Sauzier J in approving that practice in the case of Kate v R (1973) SLR 228 at 233 stated –


"Although defence lawyers have no right in law to be given access to or a sight of the record or to be given a copy thereof, every effort should be made by the courts and by court officials to allow defence lawyers to have reasonable access to and make notes from the record of a case in which they are engaged."


That option is still open to the defence, since counsel for the defence submitted that the intention to apply directly to the Constitutional Court was purely motivated by the desire to expedite proceedings.


On a consideration of the circumstances created by the application to amend the charges, this Court cannot compel the accused to plead to the amended charges as it has been submitted that it contains major changes and that the decision to object would depend on the availability of the information sought from the prosecution. I am conscious that the right to a fair hearing also involves the hearing of the case within a reasonable time. The court cannot be a party to a delay. Hence with this view in mind and on the basis of the submission of the counsel for the prosecution that although the motion was being resisted on merits, the Republic had no objections to this Court considering the matters that have arisen as constitutional questions under Article 46(7), although the defence has not expressly sought such a course, I make a reference to the Constitutional Court in terms of article 46(7). In terms of rule 10(1) of the Constitutional Rules 1994, I state the following questions for determination by the Constitutional Court.


  1. Does article 19(2)(c) of the Constitution in particular, and the right to a fair hearing as contained in Article 19 in general, oblige the prosecution to furnish a list of witnesses, their statements and the prosecution docket to an accused person in a summary trial before the Supreme Court under the provisions of the Criminal Procedure Code?


  1. If an accused person is not entitled to the documents set out in question 1 above under procedural law, does a failure to furnish them by the prosecution amount to a contravention or a likely contravention of articles 19 and 28 of the Constitution?


The defence is, however, entitled to decide whether to peruse the record and take notes, as indicated above, or to canvass the referral before the Constitutional Court in view of the submissions made by counsel for the defence as regards the effect of a delay of the trial on the accused in this case whose practice as a lawyer has been suspended.

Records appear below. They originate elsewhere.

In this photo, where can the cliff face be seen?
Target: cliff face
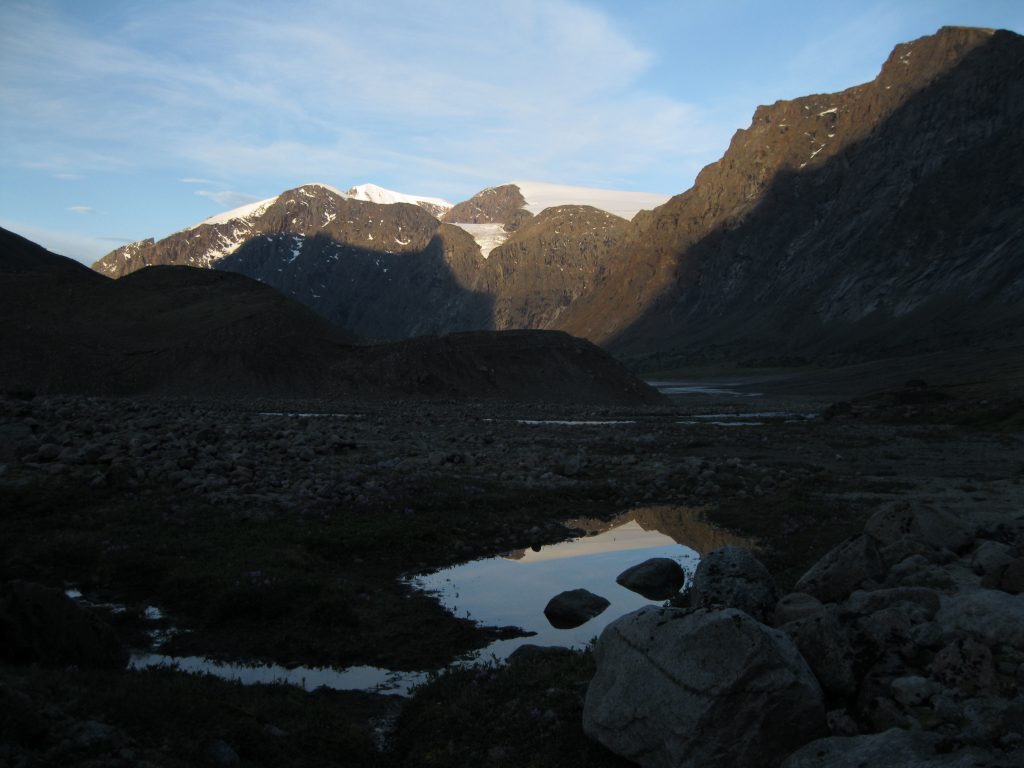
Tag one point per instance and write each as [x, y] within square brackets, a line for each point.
[548, 263]
[855, 223]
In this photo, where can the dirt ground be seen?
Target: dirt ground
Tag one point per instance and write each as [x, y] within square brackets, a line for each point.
[282, 530]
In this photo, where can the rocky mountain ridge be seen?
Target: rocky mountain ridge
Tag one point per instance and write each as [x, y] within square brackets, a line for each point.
[878, 221]
[175, 331]
[854, 224]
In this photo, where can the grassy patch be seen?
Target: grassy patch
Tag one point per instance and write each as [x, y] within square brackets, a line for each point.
[524, 714]
[168, 719]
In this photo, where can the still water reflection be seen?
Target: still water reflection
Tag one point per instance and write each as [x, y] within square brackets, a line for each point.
[512, 590]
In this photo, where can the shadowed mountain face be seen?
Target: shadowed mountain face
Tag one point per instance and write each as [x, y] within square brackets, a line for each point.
[882, 220]
[548, 263]
[180, 331]
[858, 224]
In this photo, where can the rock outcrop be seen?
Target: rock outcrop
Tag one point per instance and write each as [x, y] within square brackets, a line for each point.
[734, 578]
[572, 608]
[700, 687]
[656, 579]
[42, 626]
[919, 653]
[871, 222]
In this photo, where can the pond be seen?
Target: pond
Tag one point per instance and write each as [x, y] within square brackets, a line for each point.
[512, 590]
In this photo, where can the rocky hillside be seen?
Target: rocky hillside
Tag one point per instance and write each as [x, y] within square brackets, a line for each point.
[548, 263]
[380, 264]
[884, 219]
[496, 205]
[180, 331]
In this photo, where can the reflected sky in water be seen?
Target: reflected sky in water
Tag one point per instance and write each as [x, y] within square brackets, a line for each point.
[513, 590]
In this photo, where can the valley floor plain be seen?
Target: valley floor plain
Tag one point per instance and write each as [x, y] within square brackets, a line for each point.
[282, 531]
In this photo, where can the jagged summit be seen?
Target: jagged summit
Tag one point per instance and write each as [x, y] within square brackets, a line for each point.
[863, 222]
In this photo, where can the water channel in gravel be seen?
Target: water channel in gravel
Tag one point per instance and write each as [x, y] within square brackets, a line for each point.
[512, 591]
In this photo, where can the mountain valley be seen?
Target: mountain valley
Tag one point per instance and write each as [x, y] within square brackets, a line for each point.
[240, 445]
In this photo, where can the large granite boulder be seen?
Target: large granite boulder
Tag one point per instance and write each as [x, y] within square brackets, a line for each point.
[572, 608]
[848, 566]
[656, 579]
[732, 577]
[708, 687]
[823, 642]
[40, 625]
[901, 528]
[991, 615]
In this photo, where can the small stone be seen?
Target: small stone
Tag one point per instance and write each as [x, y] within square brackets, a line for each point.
[221, 753]
[990, 556]
[734, 578]
[656, 579]
[845, 568]
[573, 608]
[1013, 578]
[47, 453]
[796, 605]
[913, 690]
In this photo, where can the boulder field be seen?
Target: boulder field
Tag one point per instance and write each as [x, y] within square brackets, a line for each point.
[901, 646]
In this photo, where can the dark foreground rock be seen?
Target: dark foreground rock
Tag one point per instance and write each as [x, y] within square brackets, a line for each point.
[656, 579]
[700, 687]
[734, 578]
[894, 749]
[39, 625]
[572, 608]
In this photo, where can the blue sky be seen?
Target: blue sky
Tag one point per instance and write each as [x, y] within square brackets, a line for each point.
[127, 119]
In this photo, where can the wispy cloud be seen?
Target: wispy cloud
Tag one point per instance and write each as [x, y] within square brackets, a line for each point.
[341, 91]
[83, 248]
[227, 199]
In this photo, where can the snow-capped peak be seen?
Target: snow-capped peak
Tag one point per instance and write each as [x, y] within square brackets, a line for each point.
[374, 194]
[626, 204]
[252, 209]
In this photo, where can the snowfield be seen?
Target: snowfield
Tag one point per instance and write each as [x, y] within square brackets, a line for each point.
[626, 204]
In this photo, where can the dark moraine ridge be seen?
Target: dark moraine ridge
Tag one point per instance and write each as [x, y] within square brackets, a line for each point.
[180, 331]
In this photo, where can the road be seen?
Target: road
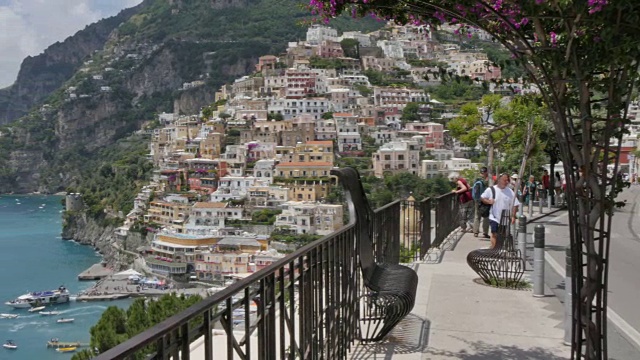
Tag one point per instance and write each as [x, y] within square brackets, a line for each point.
[624, 266]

The registrar shall forthwith list this referral for mention before the Constitutional Court with notice to the prosecution and the defence. The bail of the accused is extended on the same conditions.


ADDENDUM


Since writing the above ruling the defence has filed a motion dated 3 September 1998 supported by an affidavit of Mrs Georges, attorney for the accused, moving for an order of this Court ordering the prosecution to produced to the defence (1) a list of prosecution witnesses; (2) statements of those witnesses; and (3) any material in the prosecution docket having any bearing on this case, whether to be used by the prosecution or not, “in the event the motion dated 1st September 1998 heard yesterday is not granted.” In view of the ruling made today, this motion does not arise for consideration.